With the second edition of The Biographical Dictionary of Scottish Women soon to be published, notable Orkney women were the subject of all six One O’Clock Toasts at the daily lunches of Orkney fare at the Peedie Kirk in this year’s Orkney International Science Festival. And as Jocelyn Rendall pointed out in her toast, the achievement of Christian Robertson were notable indeed.
Thank you very much for inviting me to introduce you to one of the many amazing women of Orkney history, Christian Robertson.
Christian lived in the late 18th/early 19th centuries but she is one of those characters who could have stepped straight out of Orkneyinga Saga. She’s in the mould of those feisty ladies in the sagas: shrewd, forceful, sometimes ruthless, with tongues sharp as their needles.
What did she do? Please imagine yourselves back in Stromness around 1800, not a quiet little town but a hectically busy port, the harbour filled with sailing ships of every kind, wharves and piers and streets crammed with cargoes and merchandise and people, a babel of even more foreign languages than you hear there today.
In 1817 the engineer Robert Stevenson came to Stromness and wrote: this tract of coast lies in the direct course not only of the Greenland trade, and Hudsons Bay ships, but of the whole trade from Liverpool, the west of England and Scotland, and North of Ireland, to the Baltic etc, but also to the whole traffic of the kingdom, bound round the northern shores of Scotland.
Assisting and profiting from all this commerce were merchant dynasties like the Robertsons, and in 1795 Christian Johnson of Birsay married John Robertson. A huge amount of shipping business flowed through their hands. They organised the freight of Orkney’s exports like kelp and linen, rabbit skins and geese; and her imports: essentials like coal and iron and timber, and the luxuries such as wine and whisky and tea. They supplied provisions to outgoing ships like the whalers which stopped to stock up with men and water and supplies before they headed for the Davis Straits. They arranged insurance Anent Wind Seas and Weather, engaged crews and paid wages and bounties to their dependants in Orkney.
But in 1808 John was drowned and Christian was left with four young children to bring up and a business to run. Her situation as single parent and breadwinner was not unusual: so many men left Orkney to find work that there were almost twice as many women as men living in Stromness. It was essential for women to be tough and capable, and Christian was supremely capable.
She was not someone to get on the wrong side of, which William Watt, a rather less efficient merchant, did quite often.
Sir I am astonished at your behaviour to make fools of us altogether to pretend that you have ordered your kept man to attend your kelp, the Vessel is been down and oblidged to come home again without the Kelp . . . I can assure you that I can not afford to pay men and wadge and maintenance and a heavy Insurance to go dancing after your pleasure.
Several other letters to Watt suggest that you tried to mess about with Christian at your peril.

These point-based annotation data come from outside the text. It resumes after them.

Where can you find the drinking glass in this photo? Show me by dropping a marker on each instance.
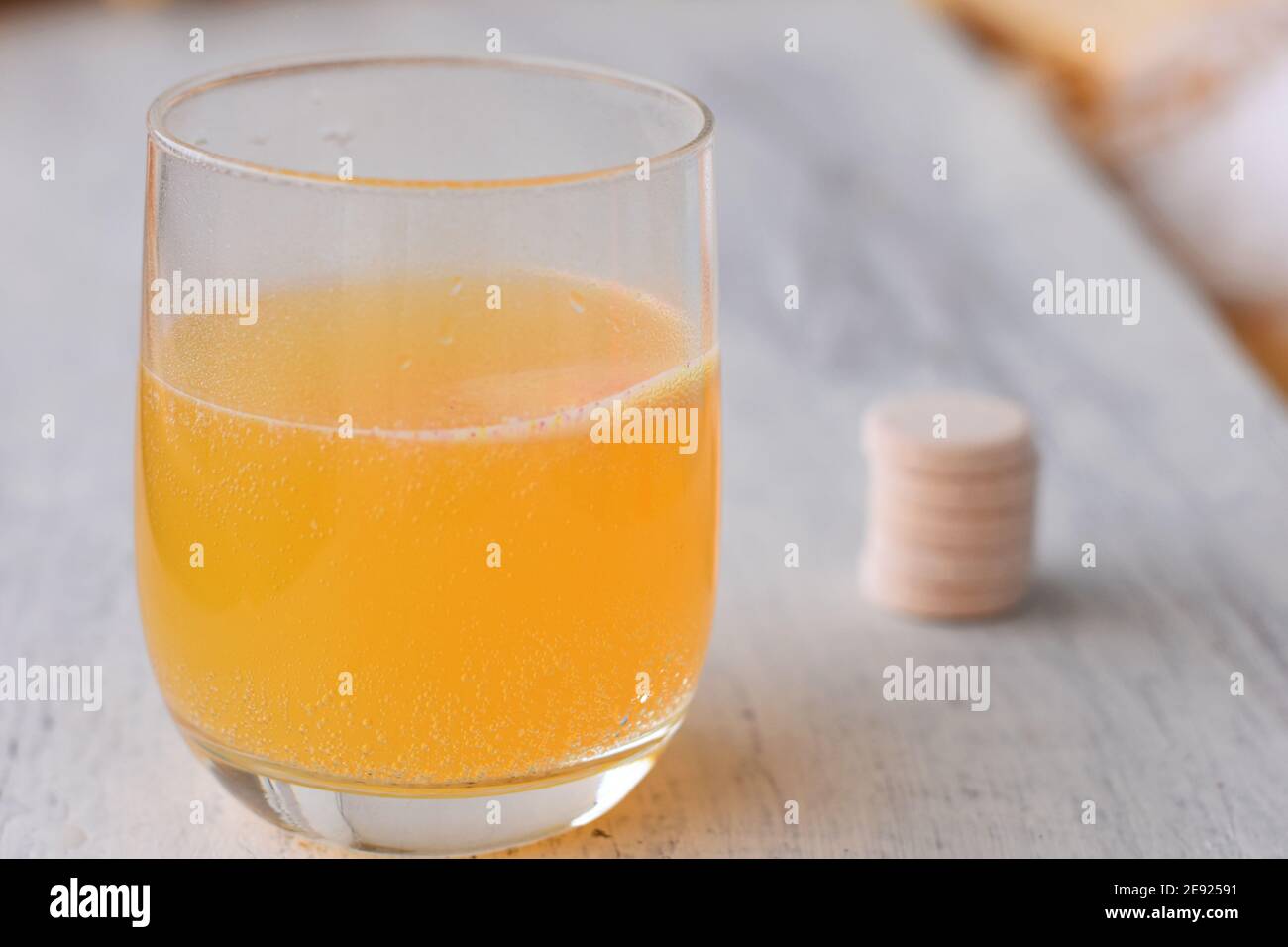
(426, 467)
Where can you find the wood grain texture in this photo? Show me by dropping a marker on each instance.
(1112, 684)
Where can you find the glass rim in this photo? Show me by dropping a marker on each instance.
(198, 155)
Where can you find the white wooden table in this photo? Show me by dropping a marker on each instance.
(1115, 684)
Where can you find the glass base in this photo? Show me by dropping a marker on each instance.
(428, 821)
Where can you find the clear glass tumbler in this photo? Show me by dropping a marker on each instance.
(428, 438)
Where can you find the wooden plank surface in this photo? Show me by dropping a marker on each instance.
(1111, 685)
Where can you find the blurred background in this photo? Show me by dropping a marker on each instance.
(1153, 147)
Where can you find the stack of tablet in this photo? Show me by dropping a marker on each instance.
(952, 480)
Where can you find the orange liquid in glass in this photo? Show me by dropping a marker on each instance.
(469, 587)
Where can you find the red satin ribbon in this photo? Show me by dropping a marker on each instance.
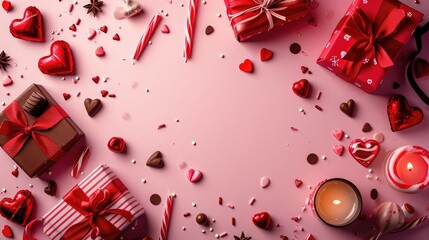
(18, 130)
(374, 42)
(93, 209)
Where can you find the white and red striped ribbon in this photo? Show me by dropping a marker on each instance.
(166, 218)
(147, 35)
(190, 26)
(62, 216)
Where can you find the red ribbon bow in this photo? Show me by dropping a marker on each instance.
(94, 212)
(18, 130)
(374, 42)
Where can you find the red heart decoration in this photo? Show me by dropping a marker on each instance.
(262, 220)
(60, 61)
(30, 27)
(246, 66)
(18, 209)
(401, 115)
(265, 54)
(302, 88)
(116, 144)
(7, 6)
(7, 231)
(421, 68)
(364, 152)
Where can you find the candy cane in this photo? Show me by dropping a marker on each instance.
(166, 218)
(147, 35)
(190, 26)
(77, 167)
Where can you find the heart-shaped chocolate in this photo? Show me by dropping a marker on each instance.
(420, 68)
(364, 152)
(18, 209)
(262, 220)
(155, 160)
(246, 66)
(302, 88)
(401, 115)
(348, 108)
(92, 106)
(30, 27)
(116, 144)
(60, 61)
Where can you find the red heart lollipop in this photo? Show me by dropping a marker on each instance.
(30, 27)
(364, 152)
(60, 61)
(401, 115)
(18, 209)
(262, 220)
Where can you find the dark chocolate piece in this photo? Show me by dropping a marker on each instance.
(35, 104)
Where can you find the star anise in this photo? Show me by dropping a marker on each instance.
(4, 61)
(94, 7)
(242, 237)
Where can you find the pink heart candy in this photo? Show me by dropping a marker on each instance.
(194, 176)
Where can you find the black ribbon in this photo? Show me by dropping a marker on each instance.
(418, 36)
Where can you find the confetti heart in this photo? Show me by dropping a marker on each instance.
(262, 220)
(265, 54)
(401, 115)
(246, 66)
(60, 61)
(364, 152)
(18, 209)
(194, 175)
(7, 6)
(338, 149)
(30, 27)
(7, 231)
(302, 88)
(92, 106)
(155, 160)
(421, 68)
(116, 144)
(348, 108)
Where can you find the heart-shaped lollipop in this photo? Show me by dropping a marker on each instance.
(364, 152)
(18, 209)
(130, 9)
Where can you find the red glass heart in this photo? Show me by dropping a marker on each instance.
(30, 27)
(60, 61)
(262, 220)
(18, 209)
(364, 152)
(401, 115)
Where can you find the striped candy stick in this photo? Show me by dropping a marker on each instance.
(190, 26)
(147, 35)
(166, 218)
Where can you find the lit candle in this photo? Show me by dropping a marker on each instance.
(407, 168)
(337, 202)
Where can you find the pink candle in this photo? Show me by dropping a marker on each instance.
(337, 202)
(407, 168)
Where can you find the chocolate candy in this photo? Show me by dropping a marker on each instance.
(35, 104)
(201, 219)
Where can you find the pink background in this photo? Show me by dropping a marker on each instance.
(241, 122)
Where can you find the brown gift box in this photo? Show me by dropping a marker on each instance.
(65, 134)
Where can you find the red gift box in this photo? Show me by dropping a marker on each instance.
(367, 41)
(249, 18)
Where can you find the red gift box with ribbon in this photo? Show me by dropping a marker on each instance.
(36, 132)
(368, 40)
(99, 207)
(249, 18)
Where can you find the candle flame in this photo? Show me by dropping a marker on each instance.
(410, 166)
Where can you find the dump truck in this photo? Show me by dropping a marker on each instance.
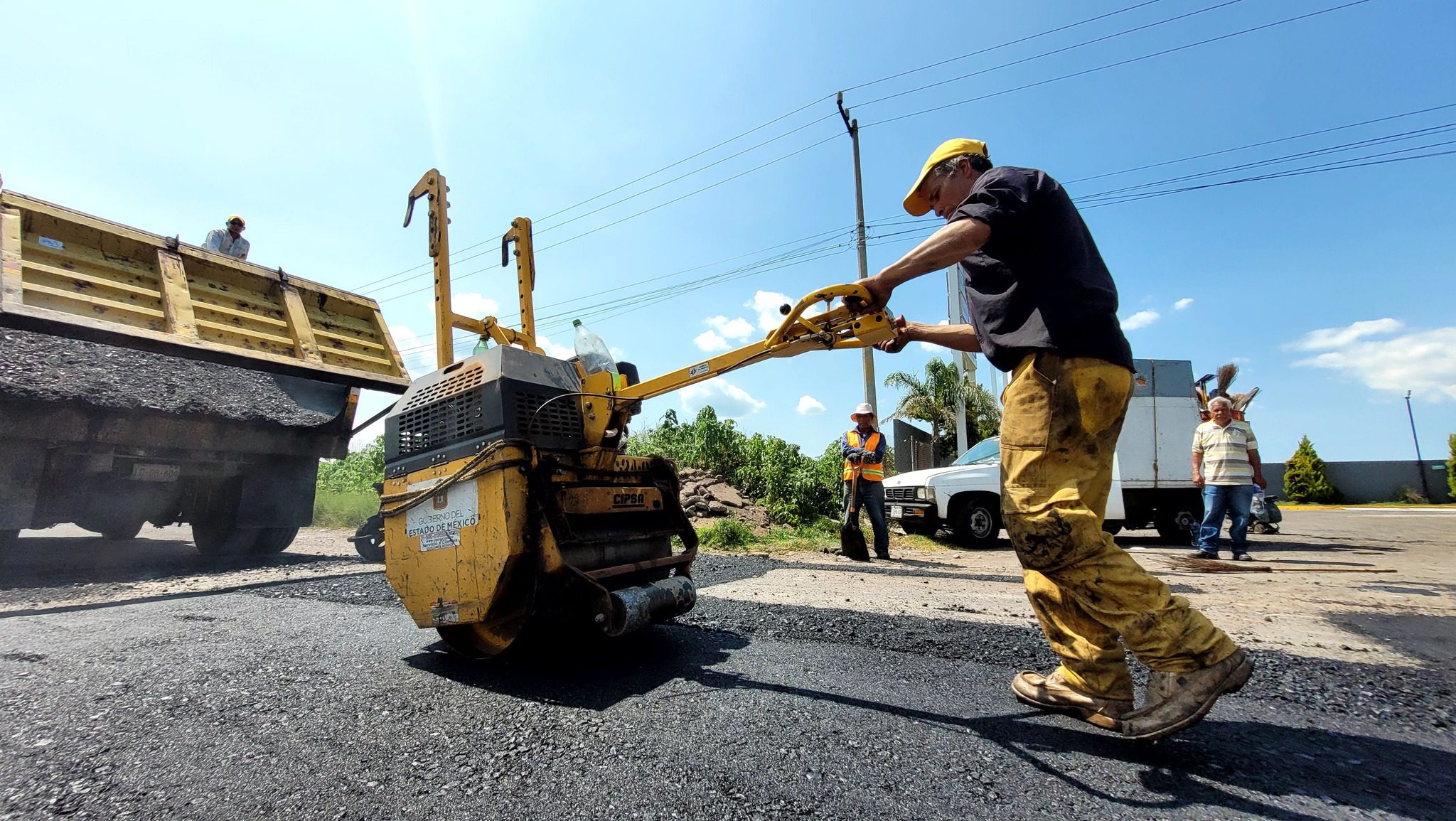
(510, 505)
(149, 380)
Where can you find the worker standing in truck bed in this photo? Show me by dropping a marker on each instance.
(230, 239)
(1046, 309)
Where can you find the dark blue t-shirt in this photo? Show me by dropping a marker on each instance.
(1039, 284)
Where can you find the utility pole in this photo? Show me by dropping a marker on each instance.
(964, 366)
(1420, 463)
(860, 240)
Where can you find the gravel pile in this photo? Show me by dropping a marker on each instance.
(57, 369)
(710, 495)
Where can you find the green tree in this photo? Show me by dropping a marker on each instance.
(355, 472)
(932, 399)
(1450, 466)
(1305, 478)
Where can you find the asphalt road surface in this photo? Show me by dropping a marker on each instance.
(314, 696)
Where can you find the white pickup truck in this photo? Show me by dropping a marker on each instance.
(1152, 473)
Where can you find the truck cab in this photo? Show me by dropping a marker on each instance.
(1152, 472)
(965, 498)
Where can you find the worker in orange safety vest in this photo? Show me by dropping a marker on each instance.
(864, 449)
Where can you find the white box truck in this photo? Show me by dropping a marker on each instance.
(1152, 473)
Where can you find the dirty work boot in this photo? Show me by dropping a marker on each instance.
(1178, 701)
(1053, 693)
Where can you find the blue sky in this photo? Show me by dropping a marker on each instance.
(1331, 290)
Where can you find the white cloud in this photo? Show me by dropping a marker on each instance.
(737, 328)
(935, 348)
(554, 350)
(471, 305)
(1332, 338)
(710, 341)
(729, 399)
(419, 358)
(1140, 319)
(1420, 361)
(768, 306)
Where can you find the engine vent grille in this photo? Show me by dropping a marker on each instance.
(441, 424)
(537, 418)
(465, 379)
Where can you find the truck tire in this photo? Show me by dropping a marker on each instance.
(976, 520)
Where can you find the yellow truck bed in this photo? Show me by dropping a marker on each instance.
(72, 274)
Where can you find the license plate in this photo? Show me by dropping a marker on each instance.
(156, 472)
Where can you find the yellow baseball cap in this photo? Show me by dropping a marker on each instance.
(919, 205)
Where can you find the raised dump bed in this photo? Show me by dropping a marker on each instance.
(149, 380)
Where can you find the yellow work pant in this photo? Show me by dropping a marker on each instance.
(1059, 431)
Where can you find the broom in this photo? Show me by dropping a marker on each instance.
(1216, 567)
(1226, 376)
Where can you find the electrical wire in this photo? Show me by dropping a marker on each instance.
(1130, 60)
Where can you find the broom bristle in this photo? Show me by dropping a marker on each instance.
(1226, 376)
(1216, 567)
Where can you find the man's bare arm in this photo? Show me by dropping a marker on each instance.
(953, 337)
(944, 248)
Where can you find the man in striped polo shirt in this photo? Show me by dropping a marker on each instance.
(1226, 466)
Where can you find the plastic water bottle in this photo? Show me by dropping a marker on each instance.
(593, 353)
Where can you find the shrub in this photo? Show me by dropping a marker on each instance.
(1411, 497)
(1450, 468)
(346, 510)
(1305, 478)
(355, 472)
(725, 535)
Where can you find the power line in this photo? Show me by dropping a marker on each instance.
(1115, 65)
(1053, 51)
(1261, 143)
(1276, 161)
(1374, 161)
(380, 284)
(1001, 45)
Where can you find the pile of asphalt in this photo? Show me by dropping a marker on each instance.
(43, 367)
(1385, 693)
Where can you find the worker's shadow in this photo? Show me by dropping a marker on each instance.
(589, 675)
(1232, 765)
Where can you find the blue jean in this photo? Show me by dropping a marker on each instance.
(1232, 501)
(872, 501)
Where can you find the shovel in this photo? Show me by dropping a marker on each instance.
(851, 537)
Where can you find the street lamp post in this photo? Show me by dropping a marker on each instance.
(1420, 463)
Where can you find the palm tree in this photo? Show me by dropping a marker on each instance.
(932, 401)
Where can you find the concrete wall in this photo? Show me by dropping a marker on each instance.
(1372, 481)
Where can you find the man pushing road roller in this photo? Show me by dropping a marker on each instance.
(1044, 308)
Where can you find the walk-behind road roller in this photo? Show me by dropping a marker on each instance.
(508, 501)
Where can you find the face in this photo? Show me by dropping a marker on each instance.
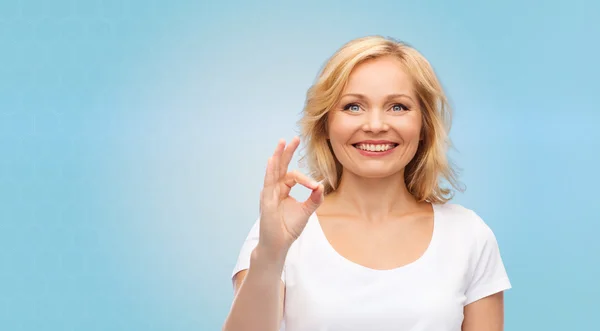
(375, 127)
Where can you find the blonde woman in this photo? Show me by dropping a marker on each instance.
(377, 245)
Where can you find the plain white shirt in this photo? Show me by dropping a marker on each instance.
(327, 292)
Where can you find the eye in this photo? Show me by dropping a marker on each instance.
(399, 107)
(352, 107)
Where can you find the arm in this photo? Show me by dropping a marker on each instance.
(486, 314)
(259, 296)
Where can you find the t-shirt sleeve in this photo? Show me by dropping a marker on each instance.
(488, 274)
(243, 260)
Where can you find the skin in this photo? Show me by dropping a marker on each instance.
(371, 218)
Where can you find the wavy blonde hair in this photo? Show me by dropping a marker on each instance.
(424, 173)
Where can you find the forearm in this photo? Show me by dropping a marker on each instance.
(258, 302)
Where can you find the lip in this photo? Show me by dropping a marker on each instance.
(375, 142)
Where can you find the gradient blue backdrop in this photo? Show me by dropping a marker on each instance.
(134, 134)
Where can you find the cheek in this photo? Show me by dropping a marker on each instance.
(340, 128)
(410, 128)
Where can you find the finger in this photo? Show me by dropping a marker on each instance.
(295, 177)
(269, 178)
(314, 200)
(277, 158)
(288, 153)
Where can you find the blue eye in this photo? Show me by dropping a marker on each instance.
(399, 107)
(352, 107)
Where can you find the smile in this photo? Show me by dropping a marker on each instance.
(371, 149)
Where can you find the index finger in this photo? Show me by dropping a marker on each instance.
(287, 155)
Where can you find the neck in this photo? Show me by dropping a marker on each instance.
(374, 199)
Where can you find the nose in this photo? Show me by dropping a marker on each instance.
(375, 122)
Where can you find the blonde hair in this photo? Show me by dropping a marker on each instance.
(429, 165)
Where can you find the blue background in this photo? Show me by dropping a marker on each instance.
(134, 134)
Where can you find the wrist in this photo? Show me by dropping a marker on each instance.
(268, 259)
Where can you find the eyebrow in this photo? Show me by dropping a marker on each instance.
(391, 96)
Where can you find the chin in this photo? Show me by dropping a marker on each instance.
(376, 172)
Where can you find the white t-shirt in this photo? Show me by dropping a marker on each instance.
(327, 292)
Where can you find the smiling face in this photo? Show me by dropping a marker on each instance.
(375, 128)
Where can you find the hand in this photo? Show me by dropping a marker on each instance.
(282, 218)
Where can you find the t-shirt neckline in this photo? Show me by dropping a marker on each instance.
(322, 238)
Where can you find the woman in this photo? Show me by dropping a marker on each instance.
(376, 246)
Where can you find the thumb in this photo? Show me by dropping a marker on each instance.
(314, 200)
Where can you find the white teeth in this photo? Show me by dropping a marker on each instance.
(375, 148)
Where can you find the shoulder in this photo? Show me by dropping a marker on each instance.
(464, 222)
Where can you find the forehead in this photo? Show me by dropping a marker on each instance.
(380, 77)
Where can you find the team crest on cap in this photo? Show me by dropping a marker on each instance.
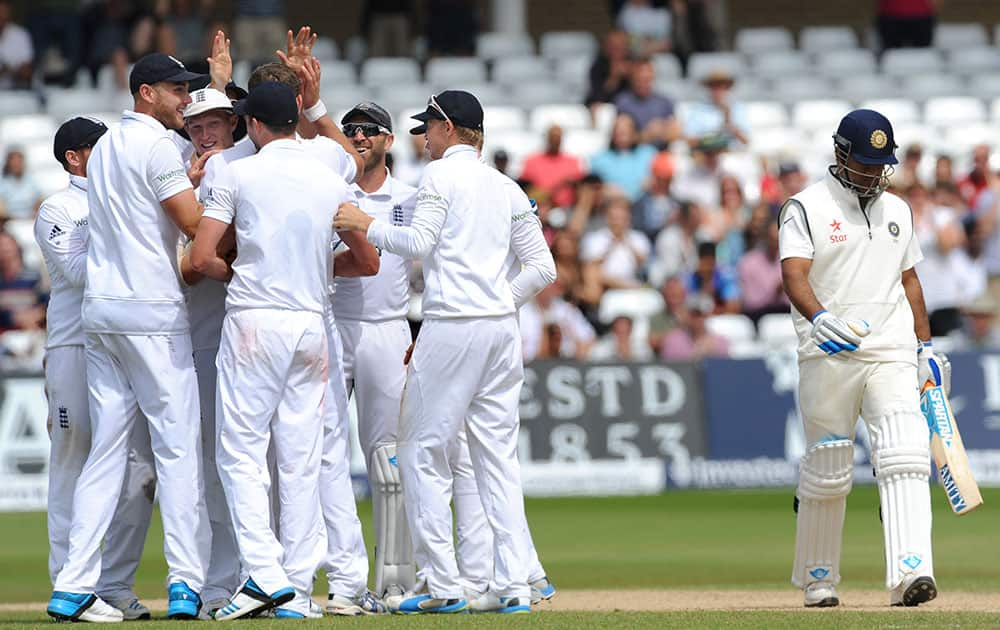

But Christian did much more for Stromness than run a successful business. The population was growing but there was a shortage of housing. She built six fine slated double houses on her pier at Ness, her most visible legacy. Stromness was desperately short of schools for its growing population and she opened a school at Ness, Flett’s Academy. There was no bank in Stromness in her time, so every summer Christian had to order cash to be shipped from south so that she could pay the wages and bonuses of whaling crews. She lobbied for a bank, eventually provided in 1835. She raised a subscription for the widows of seven men who drowned in a pilot boat. Perhaps most significantly, it was Christian’s idea to invite Robert Stevenson to Stromness to design and tender for building a dry dock. There was nowhere that ships could be repaired, not just in Stromness but anywhere between the Firths of Clyde and Forth, and Stevenson stressed the urgent need of building one, having witnessed the total loss and destruction of many fine ships, from the mere want of a few days repair in a Dry Dock somewhere at the northern point of Scotland.
Christian failed to get a government grant towards a dock (Britain was bankrupt at the end of the Napoleonic wars), and could not afford to build one herself, but it was due to her initiative that in 1836 John Stanger installed the slipway recommended by Stevenson at the Ness shipbuilding yard and the great days of Stromness shipbuilding and repair began.
When I first started to research Christian’s life I had a look at Hewison’s invaluable Who Was Who in Orkney. She doesn’t feature, so I wondered how many women did. There are 12 times as many men as women in its pages, and almost half of the women who are mentioned are just a name in the sagas, wife or mother of so-and-so. So I was delighted to find that these science festival lunches are redressing the balance by focusing on some of the significant women in Orkney’s history, and I would like to invite you to join me in raising your glasses to Christian Robertson, Stromness shipping agent and merchant.